When Mary Jane reached for it, however, the librarian put the carmine-colored tips of her newsprint-smudged fingers on it.
“You have to sign for it,” she said, with the hateful petulance of bureaucrats everywhere.
This journal had a faded red velvet binding and a green, very faded, satin-ribbon marker. Its leaves were yellowed and water-stained, and many words, in the cramped, even script of a young woman writing by flashlight under the bedcovers, difficult to decipher. It had, however, belonged to the first—as far as Mary Jane knew—Eleandra, and she opened it with a rapidly beating heart.
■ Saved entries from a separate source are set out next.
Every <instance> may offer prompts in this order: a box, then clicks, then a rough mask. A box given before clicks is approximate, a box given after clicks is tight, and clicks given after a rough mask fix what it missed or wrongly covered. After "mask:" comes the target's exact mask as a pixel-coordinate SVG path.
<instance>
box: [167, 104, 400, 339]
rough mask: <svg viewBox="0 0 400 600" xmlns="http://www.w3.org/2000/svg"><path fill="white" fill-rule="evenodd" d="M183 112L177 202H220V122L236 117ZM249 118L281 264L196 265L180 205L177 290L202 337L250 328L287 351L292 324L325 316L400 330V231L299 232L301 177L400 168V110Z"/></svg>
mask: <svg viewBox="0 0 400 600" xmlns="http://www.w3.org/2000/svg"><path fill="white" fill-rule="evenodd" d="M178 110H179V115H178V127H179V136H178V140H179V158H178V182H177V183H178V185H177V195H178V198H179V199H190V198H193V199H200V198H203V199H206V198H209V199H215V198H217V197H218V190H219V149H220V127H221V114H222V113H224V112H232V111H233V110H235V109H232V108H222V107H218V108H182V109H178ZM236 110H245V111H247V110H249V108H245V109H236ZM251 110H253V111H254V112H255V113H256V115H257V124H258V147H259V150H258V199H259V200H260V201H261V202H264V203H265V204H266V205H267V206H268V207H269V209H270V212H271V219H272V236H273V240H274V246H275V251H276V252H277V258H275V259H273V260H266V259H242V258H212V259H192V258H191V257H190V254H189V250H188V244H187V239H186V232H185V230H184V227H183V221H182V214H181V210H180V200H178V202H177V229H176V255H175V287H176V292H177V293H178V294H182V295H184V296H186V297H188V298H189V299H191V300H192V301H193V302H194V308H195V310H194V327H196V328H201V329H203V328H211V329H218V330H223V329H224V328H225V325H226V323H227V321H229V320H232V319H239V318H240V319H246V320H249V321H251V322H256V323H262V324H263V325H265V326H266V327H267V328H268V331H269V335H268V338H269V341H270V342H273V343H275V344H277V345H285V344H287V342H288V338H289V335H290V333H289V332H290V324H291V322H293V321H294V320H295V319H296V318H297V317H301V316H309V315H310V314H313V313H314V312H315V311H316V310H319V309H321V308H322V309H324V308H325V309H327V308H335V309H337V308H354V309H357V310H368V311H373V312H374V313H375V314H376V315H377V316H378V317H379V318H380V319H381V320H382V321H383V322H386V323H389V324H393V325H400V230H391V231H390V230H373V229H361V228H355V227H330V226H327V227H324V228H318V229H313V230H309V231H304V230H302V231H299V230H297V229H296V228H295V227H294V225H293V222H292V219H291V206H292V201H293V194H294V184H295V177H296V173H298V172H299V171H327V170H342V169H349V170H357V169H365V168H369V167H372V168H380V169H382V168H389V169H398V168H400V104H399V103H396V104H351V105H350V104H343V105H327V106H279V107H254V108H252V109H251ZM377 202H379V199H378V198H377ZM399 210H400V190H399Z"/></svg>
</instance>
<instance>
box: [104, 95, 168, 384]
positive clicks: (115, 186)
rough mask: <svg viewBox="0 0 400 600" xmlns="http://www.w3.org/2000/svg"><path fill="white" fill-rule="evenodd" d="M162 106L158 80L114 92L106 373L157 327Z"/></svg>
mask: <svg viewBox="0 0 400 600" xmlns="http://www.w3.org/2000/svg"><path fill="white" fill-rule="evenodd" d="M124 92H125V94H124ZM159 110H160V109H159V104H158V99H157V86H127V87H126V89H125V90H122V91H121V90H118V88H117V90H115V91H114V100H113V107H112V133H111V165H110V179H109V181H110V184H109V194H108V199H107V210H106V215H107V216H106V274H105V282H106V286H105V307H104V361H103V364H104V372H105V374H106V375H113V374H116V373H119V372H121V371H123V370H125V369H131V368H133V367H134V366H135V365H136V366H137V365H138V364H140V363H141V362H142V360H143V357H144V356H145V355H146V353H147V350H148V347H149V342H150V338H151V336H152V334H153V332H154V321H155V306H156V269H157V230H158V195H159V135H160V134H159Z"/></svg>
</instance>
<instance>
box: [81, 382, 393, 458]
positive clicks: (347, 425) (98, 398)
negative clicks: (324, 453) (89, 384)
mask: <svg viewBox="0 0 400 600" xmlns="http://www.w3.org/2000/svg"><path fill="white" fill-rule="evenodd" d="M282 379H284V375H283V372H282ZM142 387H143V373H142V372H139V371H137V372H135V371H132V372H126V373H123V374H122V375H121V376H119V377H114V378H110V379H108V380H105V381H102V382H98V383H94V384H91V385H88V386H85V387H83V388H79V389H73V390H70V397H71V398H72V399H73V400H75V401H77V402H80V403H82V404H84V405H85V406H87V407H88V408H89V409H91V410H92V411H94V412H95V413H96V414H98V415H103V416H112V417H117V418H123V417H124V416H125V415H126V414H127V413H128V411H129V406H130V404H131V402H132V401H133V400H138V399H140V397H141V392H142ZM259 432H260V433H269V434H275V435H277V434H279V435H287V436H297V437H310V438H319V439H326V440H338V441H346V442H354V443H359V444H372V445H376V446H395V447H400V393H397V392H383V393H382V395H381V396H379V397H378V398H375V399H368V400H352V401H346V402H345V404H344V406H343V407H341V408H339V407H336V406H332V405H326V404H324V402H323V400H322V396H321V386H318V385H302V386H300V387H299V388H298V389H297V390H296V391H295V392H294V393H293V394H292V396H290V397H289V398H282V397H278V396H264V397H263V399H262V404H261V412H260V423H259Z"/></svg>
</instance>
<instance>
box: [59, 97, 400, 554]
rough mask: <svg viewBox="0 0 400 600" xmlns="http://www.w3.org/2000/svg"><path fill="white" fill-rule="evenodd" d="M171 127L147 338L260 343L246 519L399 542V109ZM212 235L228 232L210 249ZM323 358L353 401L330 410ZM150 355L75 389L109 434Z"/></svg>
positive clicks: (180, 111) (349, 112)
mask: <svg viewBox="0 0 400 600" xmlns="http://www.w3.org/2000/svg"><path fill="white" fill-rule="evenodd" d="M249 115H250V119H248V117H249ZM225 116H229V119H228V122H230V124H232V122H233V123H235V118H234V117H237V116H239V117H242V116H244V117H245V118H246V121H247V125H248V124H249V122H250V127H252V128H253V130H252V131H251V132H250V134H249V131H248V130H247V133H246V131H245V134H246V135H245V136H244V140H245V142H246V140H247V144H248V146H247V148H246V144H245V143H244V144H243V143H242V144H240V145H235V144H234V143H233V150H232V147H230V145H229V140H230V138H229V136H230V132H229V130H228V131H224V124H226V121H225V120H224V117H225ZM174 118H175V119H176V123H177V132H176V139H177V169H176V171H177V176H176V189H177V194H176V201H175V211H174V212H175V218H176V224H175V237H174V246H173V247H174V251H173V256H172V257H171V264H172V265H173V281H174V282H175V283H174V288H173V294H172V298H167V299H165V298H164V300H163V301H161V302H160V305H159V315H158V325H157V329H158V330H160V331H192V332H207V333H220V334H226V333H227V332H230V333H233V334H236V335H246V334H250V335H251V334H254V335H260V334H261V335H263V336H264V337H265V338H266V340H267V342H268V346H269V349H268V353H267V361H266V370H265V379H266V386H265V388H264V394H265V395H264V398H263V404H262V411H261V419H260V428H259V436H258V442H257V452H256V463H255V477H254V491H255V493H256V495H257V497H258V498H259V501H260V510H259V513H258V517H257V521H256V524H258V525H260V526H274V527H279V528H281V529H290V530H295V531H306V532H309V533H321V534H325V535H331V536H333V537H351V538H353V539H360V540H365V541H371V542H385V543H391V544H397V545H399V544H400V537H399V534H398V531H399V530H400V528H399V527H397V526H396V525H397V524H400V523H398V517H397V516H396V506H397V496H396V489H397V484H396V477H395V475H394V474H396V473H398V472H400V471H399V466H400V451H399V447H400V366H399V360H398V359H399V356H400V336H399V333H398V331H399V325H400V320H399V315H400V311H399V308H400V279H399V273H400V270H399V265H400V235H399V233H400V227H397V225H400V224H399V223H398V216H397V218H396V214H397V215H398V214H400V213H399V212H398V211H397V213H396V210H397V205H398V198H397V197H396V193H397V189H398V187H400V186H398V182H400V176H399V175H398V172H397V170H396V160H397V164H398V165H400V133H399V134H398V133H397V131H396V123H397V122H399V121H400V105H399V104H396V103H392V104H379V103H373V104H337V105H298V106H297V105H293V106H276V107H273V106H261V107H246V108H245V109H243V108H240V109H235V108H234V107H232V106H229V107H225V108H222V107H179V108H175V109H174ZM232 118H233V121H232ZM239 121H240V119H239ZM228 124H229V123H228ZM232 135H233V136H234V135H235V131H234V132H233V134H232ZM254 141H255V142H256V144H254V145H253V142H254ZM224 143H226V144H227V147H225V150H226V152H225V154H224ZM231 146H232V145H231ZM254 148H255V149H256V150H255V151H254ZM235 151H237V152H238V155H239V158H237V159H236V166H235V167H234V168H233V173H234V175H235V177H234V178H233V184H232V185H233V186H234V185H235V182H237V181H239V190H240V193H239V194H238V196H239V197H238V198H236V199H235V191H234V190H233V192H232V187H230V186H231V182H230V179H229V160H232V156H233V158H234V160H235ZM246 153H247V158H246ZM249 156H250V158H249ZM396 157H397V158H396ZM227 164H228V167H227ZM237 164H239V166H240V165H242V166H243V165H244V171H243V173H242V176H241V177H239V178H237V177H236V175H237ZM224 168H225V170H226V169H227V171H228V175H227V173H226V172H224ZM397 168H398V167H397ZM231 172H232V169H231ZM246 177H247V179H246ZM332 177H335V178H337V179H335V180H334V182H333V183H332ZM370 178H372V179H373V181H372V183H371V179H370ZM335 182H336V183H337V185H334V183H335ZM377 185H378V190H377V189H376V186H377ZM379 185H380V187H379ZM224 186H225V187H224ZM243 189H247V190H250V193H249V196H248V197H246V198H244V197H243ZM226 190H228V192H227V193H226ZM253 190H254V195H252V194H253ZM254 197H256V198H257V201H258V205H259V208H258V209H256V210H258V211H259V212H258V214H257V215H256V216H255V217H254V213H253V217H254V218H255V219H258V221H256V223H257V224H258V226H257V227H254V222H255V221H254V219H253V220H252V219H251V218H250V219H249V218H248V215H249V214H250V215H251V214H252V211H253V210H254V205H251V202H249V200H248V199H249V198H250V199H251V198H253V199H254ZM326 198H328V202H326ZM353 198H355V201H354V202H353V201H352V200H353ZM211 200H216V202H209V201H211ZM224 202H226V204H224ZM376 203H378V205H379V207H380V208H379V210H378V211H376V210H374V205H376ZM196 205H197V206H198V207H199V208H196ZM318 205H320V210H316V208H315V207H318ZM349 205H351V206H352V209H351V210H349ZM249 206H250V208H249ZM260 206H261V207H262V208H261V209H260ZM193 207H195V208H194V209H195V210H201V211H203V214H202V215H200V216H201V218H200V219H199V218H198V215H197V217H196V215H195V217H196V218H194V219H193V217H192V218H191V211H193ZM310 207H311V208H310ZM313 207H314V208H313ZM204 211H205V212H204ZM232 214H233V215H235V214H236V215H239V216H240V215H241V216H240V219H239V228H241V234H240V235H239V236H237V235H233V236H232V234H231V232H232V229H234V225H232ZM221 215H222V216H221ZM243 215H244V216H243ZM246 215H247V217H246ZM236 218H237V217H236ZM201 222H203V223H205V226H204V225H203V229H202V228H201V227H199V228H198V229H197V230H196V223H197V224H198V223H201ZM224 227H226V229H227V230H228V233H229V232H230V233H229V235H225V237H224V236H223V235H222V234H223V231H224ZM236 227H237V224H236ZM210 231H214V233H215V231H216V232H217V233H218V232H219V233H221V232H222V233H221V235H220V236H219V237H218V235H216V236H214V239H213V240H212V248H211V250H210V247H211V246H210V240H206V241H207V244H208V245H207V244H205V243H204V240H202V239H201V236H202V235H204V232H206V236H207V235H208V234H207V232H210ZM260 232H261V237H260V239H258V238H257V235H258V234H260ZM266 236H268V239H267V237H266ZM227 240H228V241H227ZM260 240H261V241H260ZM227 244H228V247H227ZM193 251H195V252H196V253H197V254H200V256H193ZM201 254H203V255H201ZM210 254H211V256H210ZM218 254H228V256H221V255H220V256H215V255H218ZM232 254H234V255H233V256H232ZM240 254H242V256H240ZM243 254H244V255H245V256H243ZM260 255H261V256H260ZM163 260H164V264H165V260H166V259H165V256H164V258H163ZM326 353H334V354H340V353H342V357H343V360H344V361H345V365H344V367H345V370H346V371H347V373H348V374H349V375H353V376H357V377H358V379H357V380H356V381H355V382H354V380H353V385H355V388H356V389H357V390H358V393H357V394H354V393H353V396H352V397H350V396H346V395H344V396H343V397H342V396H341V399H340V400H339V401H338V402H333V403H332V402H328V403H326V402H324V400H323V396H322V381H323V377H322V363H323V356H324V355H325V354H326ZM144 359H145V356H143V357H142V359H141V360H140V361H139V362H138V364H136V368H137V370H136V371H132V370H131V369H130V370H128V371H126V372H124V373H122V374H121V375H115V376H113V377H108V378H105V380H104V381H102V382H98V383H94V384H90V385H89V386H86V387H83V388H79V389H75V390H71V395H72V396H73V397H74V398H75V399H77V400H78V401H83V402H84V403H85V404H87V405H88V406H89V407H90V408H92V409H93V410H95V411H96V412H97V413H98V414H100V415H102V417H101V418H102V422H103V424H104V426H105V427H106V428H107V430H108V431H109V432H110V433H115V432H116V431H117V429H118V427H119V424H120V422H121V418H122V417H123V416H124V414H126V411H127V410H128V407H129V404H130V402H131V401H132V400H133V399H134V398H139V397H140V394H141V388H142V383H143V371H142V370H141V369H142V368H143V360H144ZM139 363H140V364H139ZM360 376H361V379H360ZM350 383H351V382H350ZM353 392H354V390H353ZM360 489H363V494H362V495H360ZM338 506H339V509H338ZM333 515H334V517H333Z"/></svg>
I was just out walking with my cousin T., who makes me laugh so much I wish we were not cousins. His large green eyes sparkle so in his ruddy face, and his lips are as finely chiselled as a Roman statue’s. I tease him all the time about my wanting to marry him. It is a joke, of course. I have been avoiding marriage for many years now. T. knows I want to paint, just as I know he has no interest in females. In all the family only we two seem odd. The rest are adept at fitting in, of being perfectly capable of tolerating, even condoning, and, dare I say it, of elevating to an exalted state the condition of boredom. How T. and I blushed with pleasure last night at the ballet, a savage, wild thing that shocked Mother so much Father had to pretend to be shocked as well, when all it was was a history, in dance, of our early ancestors, still heavily influenced by the dark peoples of these Isles who preceded them, alive, as all of them no doubt were before the Gauls and Romans descended upon them. Where are they now, the Indians of Britain? The ballet began with the predictable maiden with berry boughs on her head, and, yes, she was certainly singing, but soon her song melted her into the darker ages, or, rather, melted the audience right to the verge of that time when moderns and ancients faced each other squarely in the final act of saying goodbye. There was appreciation of the old. That is what the dance symbolized. It did not matter that the young virgin was required to dance herself out of existence; the modern world recognized what it was losing. It was this dance, done by a single young woman clad in exceedingly skimpy garb, that mother objected to. T. and I liked it. The tilt of the maiden’s russet head, the sway of her ivory thighs, massive as beams, the rounded belly quite white and firm. I held his hand tightly in both of mine and I am sure my eyes were beads of light.